Pemvidutide

Pemvidutide is a peptide dual agonist that activates GLP-1 and glucagon receptors. The GLP-1 receptor agonism provides appetite suppression through central nervous system mechanisms (hypothalamic and brainstem satiety pathways), delays gastric emptying, and enhances glucose-dependent insulin secretion to counterbalance the hyperglycemic potential of glucagon. The glucagon receptor agonism drives increased hepatic fatty acid oxidation, reduced hepatic de novo lipogenesis, increased energy expenditure, and enhanced amino acid catabolism. The pronounced liver fat reduction seen in clinical trials reflects the direct hepatic effects of glucagon agonism on lipid metabolism. The relative potency ratio between GLP-1 and glucagon receptor activity is designed to optimize weight loss and hepatic benefit while maintaining glycemic neutrality or improvement.

Phase 2 data in adults with overweight/obesity demonstrated approximately 15.6% total body weight loss at 48 weeks with the 2.4 mg weekly dose. Phase 2a data in patients with MAFLD showed hepatic fat fraction reductions exceeding 70% from baseline, with normalization of ALT in the majority of patients. These liver-specific results are notable and position pemvidutide as a potential treatment for MAFLD and MASH. The compound has advanced to later-stage development, though full Phase 2 peer-reviewed publications are still emerging. Limitations include limited sample sizes, absence of liver biopsy endpoints (imaging-based liver fat assessment was used), and the early stage of clinical development.

Pemvidutide is in clinical development under Altimmune, Inc. It has not received FDA or EMA approval. The development program is focused on obesity and MAFLD/MASH. The compound is not available outside of clinical trials. Altimmune has reported data at major medical conferences but peer-reviewed full publications are still forthcoming for some datasets.

Monitor hepatic function tests (ALT, AST, GGT) and liver fat content if imaging is available. Track body weight, HbA1c, fasting glucose, and lipid panel (including LDL cholesterol). Assess GI tolerability during dose titration. Heart rate and blood pressure monitoring is appropriate. Given the early development stage, clinicians should remain alert for unexpected safety signals.

These are general considerations for clinical awareness and do not constitute prescriptive monitoring recommendations for any individual patient.

Investigational product. Not commercially available. Stability and handling parameters are governed by clinical trial protocols and are not publicly disclosed.

1. 1

   RCT

   Pemvidutide (ALT-801) Phase 2 Trial for Obesity: 48-Week Results

   Altimmune Inc. (2024). EASL Congress / Altimmune Press Release

   Key findings: Phase 2 trial in adults with overweight/obesity. Pemvidutide 2.4 mg weekly achieved approximately 15.6% total body weight loss at 48 weeks. Notable reductions in liver fat content (up to 78% reduction) and ALT normalization in the majority of patients.

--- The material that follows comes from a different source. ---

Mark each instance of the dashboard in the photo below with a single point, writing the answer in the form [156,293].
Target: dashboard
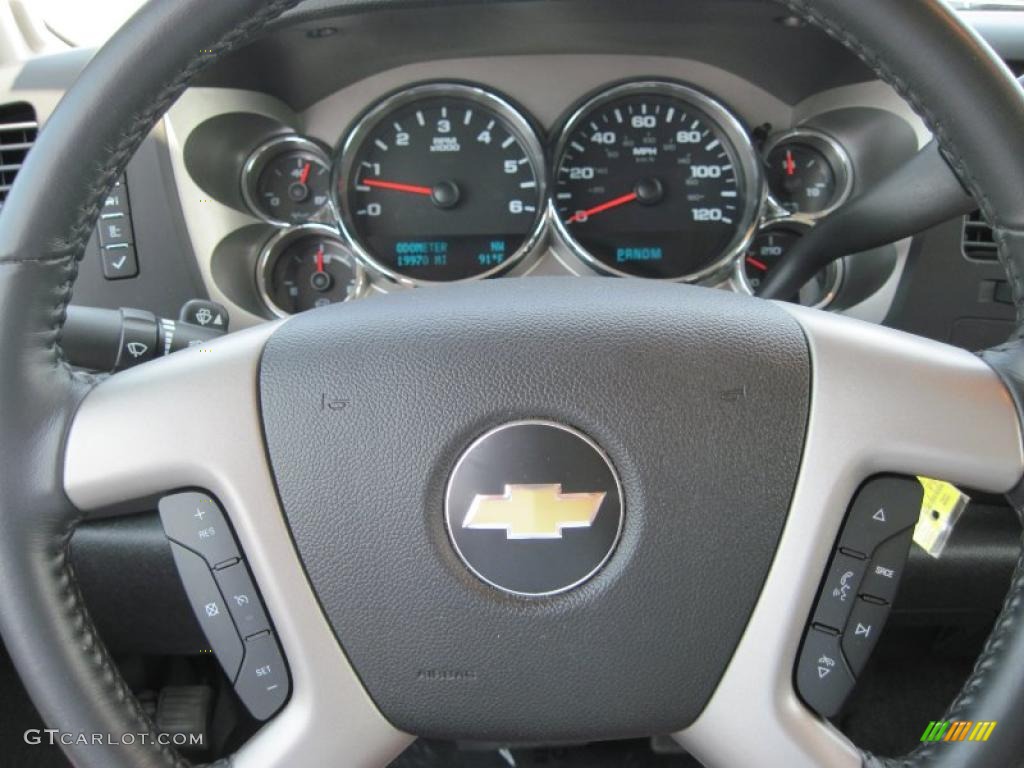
[636,167]
[265,189]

   Limitations: Phase 2 data. Limited sample size. Full peer-reviewed publication pending.

2. 2

   RCT

   Pemvidutide Phase 2a Trial in MAFLD

   Tillman EJ, Rolph T, et al. (2023). Obesity

   Key findings: Phase 2a data showing significant liver fat reduction in patients with MAFLD. Mean hepatic fat fraction decreased by over 70% from baseline. Improvements in hepatic and metabolic biomarkers.

   Limitations: Small sample size. Phase 2a. Open-label component.